Monday, March 7, 2011

Those hands, or the eyes.

I'm not sure which it is. Those hands, or the eyes.


    When I make a fist, his hand completely covers mine. I've never been one that needed protection, in fact one of my tragic flaws is how overly independent I am. I can't stand having to rely on someone else. But when he holds my hand, I feel safe. I feel comforted and taking care of. I feel calm.
    But it's not just when you hold my hand... it's what you do with those hands. Watching them move over the piano and hearing the sounds they play is enough to melt my former icy heart. You use your hands to share your soul, there is nothing more beautiful. I could watch them move all day. And that night, you have no idea what your hands did to me that night.

    The eyes. I've also been one to fall for deep brown eyes... the kind that show depth and understanding. I can't even describe the color of his eyes though. Greens and yellows, the kind that stand out from everyone else... I can't come up with any words to give them justice. There are three times those outrageous eyes stood out to me and broke me of my love for brown eyes forever.

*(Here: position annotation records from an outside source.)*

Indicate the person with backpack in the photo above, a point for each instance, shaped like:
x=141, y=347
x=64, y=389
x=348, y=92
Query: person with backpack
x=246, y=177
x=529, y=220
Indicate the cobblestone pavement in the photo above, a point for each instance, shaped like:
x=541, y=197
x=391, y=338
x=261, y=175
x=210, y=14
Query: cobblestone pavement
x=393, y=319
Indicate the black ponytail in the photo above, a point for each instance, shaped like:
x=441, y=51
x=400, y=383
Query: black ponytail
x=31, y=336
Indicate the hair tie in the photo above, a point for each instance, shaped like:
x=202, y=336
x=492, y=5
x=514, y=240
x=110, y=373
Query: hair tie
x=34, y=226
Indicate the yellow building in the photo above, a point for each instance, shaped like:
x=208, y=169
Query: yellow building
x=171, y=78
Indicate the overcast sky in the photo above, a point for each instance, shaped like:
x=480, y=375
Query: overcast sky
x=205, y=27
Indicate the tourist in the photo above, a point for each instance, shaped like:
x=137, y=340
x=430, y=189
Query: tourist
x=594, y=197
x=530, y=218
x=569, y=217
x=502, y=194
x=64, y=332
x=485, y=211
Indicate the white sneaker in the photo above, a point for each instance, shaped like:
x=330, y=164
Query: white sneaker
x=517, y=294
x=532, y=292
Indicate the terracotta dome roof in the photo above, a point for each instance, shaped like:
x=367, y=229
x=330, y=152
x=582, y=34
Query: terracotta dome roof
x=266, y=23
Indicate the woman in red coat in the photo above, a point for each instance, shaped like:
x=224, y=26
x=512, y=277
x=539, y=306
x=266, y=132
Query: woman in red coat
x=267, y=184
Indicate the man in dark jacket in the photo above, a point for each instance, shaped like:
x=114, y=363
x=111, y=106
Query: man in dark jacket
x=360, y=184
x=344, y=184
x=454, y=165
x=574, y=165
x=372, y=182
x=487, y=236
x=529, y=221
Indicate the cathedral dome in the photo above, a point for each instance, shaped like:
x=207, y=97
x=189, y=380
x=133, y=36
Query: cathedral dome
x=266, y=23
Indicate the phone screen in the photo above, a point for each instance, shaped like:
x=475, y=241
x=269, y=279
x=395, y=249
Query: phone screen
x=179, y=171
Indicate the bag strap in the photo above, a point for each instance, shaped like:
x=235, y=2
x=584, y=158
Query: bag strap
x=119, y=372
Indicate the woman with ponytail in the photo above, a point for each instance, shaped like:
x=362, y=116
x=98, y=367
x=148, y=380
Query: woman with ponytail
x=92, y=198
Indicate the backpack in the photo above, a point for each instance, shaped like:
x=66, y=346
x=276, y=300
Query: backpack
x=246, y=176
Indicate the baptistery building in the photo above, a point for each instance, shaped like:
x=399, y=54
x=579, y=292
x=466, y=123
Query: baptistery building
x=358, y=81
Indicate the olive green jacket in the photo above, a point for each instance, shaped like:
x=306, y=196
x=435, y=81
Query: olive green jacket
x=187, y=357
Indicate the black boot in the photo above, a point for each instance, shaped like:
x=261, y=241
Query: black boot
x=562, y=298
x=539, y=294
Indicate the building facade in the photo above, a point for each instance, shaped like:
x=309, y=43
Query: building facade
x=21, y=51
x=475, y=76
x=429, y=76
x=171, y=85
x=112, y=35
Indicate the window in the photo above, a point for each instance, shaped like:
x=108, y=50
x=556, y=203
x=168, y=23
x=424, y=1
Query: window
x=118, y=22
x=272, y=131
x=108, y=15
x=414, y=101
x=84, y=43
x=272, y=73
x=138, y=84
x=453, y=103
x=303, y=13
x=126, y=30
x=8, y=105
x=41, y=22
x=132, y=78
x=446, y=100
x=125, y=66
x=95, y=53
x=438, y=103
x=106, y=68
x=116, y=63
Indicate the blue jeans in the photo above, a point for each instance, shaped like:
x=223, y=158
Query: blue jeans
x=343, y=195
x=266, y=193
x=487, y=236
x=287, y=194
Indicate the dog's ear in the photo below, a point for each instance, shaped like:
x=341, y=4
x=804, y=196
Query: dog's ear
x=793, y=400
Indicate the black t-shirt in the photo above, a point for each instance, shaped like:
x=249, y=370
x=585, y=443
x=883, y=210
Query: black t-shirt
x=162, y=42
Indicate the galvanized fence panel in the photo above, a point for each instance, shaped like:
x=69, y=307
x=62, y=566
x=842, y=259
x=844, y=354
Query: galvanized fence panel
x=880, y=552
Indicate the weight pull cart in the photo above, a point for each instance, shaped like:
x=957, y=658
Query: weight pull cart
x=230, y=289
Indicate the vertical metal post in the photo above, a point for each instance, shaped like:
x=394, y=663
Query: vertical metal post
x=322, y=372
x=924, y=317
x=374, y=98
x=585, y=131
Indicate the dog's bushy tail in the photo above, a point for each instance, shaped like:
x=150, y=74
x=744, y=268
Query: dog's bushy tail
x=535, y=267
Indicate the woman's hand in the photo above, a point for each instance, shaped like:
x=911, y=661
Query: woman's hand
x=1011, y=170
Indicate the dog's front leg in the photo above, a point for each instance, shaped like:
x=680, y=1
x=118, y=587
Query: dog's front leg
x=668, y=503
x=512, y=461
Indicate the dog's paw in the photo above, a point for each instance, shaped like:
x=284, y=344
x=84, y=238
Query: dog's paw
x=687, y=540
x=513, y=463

    1. You were playing the piano, the song you wrote for your uncle, and I was dancing. Completely immersed in my own world of trying to create choreography. By this point I barely even noticed you were still in the room... then I turned around and saw you watching me. Those eyes bored straight into mine and I just stopped. It took a couple second to recover and then I know I must of shyed away from habit. But the way you looked at me stuck with me the rest of the time spent in that room, I can still imagine that moment when I'm in my classes and rehearsals wishing everyone else was gone and it was just us two in the room again.
    2. The night we were alone and cuddling. After a while you ended up laying on top of me and you pulled away and stared straight into my eyes as you lowered yourself to kiss my stomach. You dragged that moment out to be the longest of stares. I could tell there were so many things behind that stare, some that I could pick up on and were meant to understand, and others that were meant to be private but generally understood. The honesty and mystery behind that look, it's the look I long for.
    3. The first time you saw me in public after our couple experiences of alone time. You walked in through the door and saw me sitting in the comfy chairs. I don't think you meant to show it as much as you did, but it happened. As soon as you saw me your eyes lit up and and the hugest smile took over your face. It was like a flash... not the kind of panic that is easy to pick up on in a person... but the kind that shows excitement and interest. I know for a fact you were happy to see me... and that makes me happier than you know.



Maybe it's not the hands, or the eyes. I'm starting to think it's everything; cause I could go on about your voice, the stories, the way you dress, and even that hair. Let's not lie, I love that damn hair. So that's what I'm settling on... everything. Everything about him isn't perfect, but right. Exactly right for me.